This is a higher altitude shot of the area east of Mission during the big flood of 1948. The flood affected Nicomen Island, Deroche, Dewdney, Dewdney Peninsula, Hatzic and Mission Flats. A total of 13,135 acres of agricultural land were flooded by the Fraser with 514 houses lost to flood waters.
This is a higher altitude shot of Fort Langley during the big flood of the Fraser River in 1948. Water completely surrounded the city and Fort Langley was cut off from the rest of the world for almost two weeks.
This is the Queensborough area of New Westminster from 1950. To help you get your bearings, the photo was taken from the Queensborough side looking North-West back towards New Westminster. Ten years after this photo, the saw mills were replaced by the Queensborough Bridge.

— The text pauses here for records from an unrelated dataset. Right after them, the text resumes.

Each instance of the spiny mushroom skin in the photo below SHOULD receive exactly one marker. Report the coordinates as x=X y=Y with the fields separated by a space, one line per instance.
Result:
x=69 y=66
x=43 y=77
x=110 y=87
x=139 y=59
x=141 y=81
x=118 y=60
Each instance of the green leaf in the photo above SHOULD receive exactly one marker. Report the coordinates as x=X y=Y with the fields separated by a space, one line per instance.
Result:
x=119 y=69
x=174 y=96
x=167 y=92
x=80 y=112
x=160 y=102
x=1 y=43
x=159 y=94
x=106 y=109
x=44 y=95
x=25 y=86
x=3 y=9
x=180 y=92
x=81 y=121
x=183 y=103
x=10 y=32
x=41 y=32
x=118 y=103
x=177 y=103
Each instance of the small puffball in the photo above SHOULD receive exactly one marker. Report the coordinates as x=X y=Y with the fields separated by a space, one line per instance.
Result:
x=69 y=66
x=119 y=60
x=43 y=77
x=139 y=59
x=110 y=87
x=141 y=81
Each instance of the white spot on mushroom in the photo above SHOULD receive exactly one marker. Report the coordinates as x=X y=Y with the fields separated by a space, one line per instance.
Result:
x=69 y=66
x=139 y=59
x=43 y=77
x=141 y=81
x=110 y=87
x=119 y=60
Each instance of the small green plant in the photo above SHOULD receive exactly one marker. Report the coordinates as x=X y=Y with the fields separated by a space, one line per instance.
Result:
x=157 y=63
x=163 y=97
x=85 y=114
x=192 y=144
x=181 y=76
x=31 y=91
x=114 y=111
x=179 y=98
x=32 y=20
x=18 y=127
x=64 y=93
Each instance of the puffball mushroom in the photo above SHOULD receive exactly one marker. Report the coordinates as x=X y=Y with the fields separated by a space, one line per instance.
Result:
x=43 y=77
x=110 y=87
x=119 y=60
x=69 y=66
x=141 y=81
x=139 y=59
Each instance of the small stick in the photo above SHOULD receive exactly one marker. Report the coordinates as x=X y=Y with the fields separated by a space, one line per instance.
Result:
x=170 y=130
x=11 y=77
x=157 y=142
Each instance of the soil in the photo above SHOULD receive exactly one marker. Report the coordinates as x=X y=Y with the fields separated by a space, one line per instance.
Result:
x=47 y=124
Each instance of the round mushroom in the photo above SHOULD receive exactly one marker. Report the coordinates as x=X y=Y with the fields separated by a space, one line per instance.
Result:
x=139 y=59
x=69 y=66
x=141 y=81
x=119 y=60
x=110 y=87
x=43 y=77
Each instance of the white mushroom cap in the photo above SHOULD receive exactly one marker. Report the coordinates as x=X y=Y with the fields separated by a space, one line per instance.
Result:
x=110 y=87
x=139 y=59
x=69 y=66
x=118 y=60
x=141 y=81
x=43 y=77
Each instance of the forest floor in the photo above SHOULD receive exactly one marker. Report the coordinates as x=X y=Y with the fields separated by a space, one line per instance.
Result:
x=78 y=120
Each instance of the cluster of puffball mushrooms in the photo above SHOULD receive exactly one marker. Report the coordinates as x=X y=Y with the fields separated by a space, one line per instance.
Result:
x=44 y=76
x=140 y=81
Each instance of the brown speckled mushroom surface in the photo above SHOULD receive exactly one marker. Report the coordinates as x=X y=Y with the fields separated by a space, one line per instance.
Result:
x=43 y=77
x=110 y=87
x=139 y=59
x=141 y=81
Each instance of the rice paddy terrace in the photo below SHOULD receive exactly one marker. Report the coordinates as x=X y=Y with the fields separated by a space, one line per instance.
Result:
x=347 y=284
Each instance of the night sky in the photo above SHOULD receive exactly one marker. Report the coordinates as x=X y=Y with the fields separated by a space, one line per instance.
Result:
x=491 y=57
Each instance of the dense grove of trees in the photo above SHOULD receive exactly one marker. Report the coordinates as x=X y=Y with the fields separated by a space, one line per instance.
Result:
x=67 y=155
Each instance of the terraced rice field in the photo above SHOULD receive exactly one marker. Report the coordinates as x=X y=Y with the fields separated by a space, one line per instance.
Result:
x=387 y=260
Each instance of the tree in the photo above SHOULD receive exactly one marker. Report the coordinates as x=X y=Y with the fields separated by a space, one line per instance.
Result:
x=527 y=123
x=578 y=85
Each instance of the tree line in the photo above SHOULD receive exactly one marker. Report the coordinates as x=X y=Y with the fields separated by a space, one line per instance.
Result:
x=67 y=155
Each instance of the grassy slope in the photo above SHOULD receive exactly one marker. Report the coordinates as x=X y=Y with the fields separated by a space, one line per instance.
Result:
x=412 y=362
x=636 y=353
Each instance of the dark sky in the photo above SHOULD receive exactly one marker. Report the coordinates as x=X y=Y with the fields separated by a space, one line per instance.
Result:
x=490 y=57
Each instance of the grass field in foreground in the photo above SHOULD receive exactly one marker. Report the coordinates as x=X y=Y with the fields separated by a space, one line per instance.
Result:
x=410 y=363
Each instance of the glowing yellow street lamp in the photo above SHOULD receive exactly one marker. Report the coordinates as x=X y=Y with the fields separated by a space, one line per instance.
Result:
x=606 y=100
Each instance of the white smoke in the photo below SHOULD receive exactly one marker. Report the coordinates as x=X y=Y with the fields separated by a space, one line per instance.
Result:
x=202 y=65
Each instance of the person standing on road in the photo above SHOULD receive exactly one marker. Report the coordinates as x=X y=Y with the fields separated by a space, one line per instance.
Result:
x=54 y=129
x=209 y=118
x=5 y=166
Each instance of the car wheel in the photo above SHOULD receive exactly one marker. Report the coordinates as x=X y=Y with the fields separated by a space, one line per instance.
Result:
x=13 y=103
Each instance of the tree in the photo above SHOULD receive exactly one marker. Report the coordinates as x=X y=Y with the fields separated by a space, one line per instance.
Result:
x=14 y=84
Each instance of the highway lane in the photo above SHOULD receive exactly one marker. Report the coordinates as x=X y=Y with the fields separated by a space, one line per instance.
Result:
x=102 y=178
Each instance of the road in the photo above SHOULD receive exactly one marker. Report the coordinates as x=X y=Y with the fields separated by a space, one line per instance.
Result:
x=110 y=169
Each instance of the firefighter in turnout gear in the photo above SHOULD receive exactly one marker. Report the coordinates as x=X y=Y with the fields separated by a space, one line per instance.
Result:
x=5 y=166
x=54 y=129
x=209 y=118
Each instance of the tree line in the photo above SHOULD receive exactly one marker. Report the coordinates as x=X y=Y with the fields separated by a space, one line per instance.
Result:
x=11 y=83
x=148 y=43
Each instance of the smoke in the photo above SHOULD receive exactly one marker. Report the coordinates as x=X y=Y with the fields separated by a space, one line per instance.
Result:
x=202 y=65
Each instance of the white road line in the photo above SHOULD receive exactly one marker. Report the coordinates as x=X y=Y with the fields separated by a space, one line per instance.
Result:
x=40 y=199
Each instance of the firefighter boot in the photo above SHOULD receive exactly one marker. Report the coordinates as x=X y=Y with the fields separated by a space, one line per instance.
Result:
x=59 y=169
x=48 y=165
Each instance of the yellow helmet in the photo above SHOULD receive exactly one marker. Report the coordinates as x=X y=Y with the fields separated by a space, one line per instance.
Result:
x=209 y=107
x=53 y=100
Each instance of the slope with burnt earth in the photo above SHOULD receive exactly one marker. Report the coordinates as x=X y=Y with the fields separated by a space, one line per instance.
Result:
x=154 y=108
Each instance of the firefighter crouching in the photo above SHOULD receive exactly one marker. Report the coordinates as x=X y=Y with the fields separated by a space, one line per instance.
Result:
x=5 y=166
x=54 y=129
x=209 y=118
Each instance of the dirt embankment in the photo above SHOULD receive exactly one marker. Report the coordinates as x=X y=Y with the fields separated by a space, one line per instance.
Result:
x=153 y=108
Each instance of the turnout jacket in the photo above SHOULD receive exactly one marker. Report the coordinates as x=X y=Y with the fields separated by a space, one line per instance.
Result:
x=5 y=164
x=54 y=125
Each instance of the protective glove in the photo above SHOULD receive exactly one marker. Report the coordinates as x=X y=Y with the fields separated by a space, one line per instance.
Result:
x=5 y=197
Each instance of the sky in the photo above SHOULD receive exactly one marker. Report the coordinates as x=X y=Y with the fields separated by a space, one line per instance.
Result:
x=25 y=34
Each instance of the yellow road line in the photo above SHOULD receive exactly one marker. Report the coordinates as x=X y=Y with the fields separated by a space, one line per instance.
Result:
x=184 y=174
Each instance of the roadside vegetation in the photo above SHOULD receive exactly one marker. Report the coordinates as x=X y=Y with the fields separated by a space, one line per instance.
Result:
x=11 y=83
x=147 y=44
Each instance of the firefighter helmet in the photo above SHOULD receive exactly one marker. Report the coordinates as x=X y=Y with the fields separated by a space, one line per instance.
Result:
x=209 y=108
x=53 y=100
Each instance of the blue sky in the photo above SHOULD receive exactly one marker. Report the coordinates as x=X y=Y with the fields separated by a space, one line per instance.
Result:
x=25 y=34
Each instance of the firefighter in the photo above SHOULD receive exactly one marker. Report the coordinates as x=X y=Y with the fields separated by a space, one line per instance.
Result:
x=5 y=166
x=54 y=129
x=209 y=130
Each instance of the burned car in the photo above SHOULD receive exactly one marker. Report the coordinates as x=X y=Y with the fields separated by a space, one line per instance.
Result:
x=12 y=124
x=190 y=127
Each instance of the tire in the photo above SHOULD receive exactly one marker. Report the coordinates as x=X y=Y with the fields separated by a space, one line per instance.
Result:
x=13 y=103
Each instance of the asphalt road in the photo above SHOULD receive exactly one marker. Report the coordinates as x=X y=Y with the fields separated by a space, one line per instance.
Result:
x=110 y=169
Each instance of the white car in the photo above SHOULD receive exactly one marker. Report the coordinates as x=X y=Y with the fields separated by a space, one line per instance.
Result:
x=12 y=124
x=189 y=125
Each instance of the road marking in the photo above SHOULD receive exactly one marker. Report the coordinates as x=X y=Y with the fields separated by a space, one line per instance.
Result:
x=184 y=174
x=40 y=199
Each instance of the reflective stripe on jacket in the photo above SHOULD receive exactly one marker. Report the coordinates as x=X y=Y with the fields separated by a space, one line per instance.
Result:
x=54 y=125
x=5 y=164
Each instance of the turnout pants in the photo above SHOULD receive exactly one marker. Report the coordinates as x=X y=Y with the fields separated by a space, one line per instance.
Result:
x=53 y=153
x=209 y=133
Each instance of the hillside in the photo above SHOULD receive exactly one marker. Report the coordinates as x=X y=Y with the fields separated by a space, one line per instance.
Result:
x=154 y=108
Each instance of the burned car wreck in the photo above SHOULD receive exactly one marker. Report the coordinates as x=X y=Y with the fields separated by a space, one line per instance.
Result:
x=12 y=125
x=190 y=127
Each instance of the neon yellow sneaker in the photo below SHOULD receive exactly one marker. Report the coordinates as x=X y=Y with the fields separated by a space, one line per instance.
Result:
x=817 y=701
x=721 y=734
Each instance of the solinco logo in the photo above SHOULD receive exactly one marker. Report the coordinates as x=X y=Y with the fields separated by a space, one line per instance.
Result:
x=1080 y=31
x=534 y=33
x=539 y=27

This is the city of Mission from 1947. No Mission Bridge yet. That wasn’t completed until 1973. Before then, people used to drive across the train bridge to get from Abbotsford to Mission. Check out the line of cars doing just that…
In 1948, a cool spring and warm summer led to a sudden melting of the winter snow pack that caused major flooding throughout the Lower Mainland. On June 3rd the Hatzic dyke, just east of Mission, gave way.
This is New Westminster overlooking Poplar Island and the site of the Scott Paper mill. In 1946, when this picture was taken, it was still called the Alaska Pine Company. You can also make out 6th Ave and 12th street.